Hopefully, the discussions fostered by “Dallas Buyers Club” will be focused less on star Matthew McConaughey’s amazing transformation into the pencil-thin Woodroof and more on the film’s strong message of tolerance and perseverance. Sure, McConaughey is flat out terrific in the lead, but through his performance and the attention it will receive, viewers may ask themselves questions about this dark chapter in our near past. “Dallas Buyers Club” shares a lot with “12 Years a Slave” in that it shines a bright light on past events that many of us have tried to forget.

Even though there are many graphic images contained within “Dallas Buyers Club,” I wondered whether I needed to share it with my children. Sometimes a documentary is just not as effective a communicator as the power of a narrative film. As a documentary filmmaker, I recognize that the emotional connection achieved in narrative filmmaking sometimes just cannot be duplicated in the documentary form. And the power of the narrative versus that of the documentary can be abused. And to be fair, “Dallas Buyers Club” does seem to make some manipulative choices. However, any liberties taken with past events seem to have been responsibly handled so that the message is conveyed without tarnishing memories.

This is a little off topic, but Sarah Polley’s very interesting and highly recommended documentary “Stories We Tell” blurs the lines in an innovative way. And this year, we have several documentaries that deal with the past and present AIDS crisis. One film that has been sent to me is called “Blood Brother.” Another documentary that is currently in release is called “How to Survive a Plague.” I look forward to watching these films and learning more about events that I thought I was familiar with. This past can be revisited but not repeated.

Most viewers will be curious about McConaughey’s transformation. He clearly is devoted to inhabiting the Woodroof character like few actors could. Shedding many pounds, McConaughey is almost unrecognizable here, and after a few minutes of adjustment, he is the character completely. That is not to say that you won’t snap out of it at times and look to your partner and whisper something like “I can’t believe that’s Matthew McConaughey!” Still, it is not as distracting as one would think. The performance is so very strong that it is worthy of Oscar consideration.

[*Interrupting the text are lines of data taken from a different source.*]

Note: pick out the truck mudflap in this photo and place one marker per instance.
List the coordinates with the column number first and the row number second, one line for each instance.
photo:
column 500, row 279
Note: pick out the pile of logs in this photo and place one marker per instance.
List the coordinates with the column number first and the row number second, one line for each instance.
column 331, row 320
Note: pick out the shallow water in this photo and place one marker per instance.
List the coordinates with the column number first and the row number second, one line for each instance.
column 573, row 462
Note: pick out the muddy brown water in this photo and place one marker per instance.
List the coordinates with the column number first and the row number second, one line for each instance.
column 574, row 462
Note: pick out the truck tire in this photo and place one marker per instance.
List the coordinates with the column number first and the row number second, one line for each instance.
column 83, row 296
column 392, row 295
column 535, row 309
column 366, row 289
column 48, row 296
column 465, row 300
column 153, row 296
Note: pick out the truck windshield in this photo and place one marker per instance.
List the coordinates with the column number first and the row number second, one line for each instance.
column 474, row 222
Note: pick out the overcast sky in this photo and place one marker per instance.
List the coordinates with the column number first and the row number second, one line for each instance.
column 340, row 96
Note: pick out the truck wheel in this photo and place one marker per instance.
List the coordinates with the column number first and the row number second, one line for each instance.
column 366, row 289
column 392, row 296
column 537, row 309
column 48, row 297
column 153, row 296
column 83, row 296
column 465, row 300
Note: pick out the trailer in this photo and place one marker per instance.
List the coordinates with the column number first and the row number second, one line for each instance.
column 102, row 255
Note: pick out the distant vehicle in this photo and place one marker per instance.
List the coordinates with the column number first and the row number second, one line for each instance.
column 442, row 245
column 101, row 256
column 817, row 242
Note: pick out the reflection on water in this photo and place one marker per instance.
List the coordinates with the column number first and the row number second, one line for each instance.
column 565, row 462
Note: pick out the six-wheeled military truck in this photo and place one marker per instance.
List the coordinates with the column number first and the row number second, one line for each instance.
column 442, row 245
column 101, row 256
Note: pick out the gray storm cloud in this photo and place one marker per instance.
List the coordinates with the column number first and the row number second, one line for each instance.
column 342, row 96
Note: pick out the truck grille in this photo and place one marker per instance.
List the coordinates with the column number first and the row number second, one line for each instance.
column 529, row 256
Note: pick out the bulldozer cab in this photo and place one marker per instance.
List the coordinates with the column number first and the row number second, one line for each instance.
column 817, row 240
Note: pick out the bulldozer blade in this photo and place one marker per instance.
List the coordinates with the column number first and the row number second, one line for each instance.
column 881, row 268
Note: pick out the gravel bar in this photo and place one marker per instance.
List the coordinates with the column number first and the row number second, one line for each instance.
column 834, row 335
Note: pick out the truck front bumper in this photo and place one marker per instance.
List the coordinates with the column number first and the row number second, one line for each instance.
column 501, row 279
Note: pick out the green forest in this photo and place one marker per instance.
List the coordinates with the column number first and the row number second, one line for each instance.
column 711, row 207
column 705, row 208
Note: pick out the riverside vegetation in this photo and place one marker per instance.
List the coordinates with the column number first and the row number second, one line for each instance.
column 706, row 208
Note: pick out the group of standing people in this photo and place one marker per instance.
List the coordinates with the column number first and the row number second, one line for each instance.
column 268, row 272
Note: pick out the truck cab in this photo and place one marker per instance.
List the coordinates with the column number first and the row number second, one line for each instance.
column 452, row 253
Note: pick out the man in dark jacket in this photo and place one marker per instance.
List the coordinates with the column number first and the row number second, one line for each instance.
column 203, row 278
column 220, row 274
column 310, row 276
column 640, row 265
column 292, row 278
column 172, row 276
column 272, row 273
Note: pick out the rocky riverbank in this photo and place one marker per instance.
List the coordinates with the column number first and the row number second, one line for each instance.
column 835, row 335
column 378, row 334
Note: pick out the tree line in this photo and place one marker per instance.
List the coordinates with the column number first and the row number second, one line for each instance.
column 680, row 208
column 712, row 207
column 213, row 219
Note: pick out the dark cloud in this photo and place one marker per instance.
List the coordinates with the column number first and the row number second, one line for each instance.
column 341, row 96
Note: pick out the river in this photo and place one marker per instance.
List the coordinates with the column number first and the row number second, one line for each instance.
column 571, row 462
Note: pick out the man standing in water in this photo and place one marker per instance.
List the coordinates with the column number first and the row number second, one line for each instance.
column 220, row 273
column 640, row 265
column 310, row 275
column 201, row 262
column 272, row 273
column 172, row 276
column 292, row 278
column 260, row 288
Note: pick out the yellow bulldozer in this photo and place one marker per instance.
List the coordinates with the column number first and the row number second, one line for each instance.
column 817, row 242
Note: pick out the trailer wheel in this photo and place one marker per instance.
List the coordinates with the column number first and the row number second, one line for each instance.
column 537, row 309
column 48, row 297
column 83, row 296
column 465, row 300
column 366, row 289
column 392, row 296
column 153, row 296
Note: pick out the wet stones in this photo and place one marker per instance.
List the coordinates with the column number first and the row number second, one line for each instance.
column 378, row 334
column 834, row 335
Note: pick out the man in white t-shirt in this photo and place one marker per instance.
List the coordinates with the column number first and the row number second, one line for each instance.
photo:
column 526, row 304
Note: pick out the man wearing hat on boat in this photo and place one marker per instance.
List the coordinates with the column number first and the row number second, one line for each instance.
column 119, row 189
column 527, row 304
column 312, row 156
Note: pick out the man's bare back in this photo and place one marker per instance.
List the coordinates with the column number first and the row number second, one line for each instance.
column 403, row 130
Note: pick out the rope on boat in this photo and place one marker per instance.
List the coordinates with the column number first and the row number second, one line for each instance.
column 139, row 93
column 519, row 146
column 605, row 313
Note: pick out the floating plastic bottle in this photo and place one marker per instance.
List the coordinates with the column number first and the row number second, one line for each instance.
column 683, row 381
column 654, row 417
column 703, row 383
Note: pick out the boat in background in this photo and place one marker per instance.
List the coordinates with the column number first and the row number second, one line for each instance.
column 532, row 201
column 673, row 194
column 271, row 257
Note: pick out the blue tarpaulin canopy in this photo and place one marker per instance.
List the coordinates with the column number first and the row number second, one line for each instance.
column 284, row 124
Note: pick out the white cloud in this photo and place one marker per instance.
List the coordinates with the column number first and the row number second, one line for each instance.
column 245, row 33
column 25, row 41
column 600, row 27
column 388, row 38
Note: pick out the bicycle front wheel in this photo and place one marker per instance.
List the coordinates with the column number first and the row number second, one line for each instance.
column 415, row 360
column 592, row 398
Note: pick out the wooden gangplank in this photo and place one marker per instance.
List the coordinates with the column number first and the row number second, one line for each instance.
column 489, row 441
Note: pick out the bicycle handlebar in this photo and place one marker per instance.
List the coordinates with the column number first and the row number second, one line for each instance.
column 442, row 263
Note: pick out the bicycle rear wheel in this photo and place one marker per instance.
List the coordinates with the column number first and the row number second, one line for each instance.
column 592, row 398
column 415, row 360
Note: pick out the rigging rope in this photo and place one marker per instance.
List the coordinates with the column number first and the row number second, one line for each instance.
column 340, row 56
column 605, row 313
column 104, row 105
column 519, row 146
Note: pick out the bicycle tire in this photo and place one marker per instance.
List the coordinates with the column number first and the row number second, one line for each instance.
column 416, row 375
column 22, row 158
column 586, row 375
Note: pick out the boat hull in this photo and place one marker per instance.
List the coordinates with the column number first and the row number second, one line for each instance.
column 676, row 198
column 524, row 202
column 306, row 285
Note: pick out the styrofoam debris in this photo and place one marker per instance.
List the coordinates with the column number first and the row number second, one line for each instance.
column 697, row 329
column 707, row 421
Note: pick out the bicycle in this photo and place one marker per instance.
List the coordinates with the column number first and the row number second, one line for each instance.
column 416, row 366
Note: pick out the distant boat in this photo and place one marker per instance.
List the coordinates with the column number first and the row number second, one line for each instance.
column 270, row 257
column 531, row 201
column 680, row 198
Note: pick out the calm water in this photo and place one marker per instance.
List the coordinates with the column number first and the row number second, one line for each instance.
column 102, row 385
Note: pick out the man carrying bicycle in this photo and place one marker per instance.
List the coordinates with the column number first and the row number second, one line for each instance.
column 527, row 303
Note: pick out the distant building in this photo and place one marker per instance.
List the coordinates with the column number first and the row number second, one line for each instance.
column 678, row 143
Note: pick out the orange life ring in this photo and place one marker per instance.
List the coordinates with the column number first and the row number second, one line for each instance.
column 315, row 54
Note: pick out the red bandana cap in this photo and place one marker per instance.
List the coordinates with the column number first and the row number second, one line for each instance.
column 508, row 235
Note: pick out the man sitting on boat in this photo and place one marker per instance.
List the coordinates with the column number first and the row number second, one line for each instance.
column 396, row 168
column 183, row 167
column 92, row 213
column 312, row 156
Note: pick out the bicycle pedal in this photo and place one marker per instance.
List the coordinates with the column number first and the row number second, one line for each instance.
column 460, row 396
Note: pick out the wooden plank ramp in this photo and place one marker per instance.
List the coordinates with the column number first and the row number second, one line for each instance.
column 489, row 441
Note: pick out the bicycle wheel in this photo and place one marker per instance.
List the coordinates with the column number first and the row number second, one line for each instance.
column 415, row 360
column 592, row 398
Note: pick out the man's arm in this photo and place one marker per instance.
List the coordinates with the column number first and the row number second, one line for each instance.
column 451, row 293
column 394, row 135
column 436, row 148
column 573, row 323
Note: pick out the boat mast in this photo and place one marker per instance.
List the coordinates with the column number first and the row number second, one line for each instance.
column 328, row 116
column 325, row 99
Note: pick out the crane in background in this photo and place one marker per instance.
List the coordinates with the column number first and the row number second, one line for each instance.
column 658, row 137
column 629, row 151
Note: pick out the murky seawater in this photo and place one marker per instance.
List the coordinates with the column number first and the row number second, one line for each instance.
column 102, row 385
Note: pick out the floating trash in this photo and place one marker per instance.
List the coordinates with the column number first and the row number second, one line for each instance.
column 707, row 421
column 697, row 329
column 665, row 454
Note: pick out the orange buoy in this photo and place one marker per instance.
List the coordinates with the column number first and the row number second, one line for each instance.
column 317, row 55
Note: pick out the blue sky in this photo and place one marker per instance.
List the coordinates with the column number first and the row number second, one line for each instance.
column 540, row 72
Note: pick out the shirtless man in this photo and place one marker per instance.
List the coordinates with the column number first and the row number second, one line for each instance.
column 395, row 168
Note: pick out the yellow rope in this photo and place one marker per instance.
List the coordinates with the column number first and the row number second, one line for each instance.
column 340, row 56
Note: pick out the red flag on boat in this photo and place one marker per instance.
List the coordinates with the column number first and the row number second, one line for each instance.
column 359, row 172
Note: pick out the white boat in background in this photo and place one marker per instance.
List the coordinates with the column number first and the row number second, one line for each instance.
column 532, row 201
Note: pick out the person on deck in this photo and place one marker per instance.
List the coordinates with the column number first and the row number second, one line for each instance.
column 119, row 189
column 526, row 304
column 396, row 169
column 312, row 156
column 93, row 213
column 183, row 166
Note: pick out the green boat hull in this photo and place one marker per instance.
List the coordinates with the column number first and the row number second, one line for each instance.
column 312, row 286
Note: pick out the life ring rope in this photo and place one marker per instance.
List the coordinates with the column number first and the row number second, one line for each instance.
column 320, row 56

To a lesser extent, rocker Jared Leto gives a strong supporting performance as the transsexual Rayon. Without Rayon’s assistance, Woodroof would not have been able to help as many people as he did. Having trouble communicating with members of the homosexual community plagues Woodroof’s efforts. It isn’t until he is befriended by a transsexual that tolerance begins to flow both ways. By casting Leto in the role, you are treated to a second striking transformation also worthy of awards consideration. Leto has been giving us great performances for years. One memorable turn is in a little film called “Lonely Hearts” that is worth checking out.

But “Dallas Buyers Club” is more than just a film resting on gimmickry. It is really a solid narrative and one that connected intimately with me. Hopefully, it will have a similar impact on others.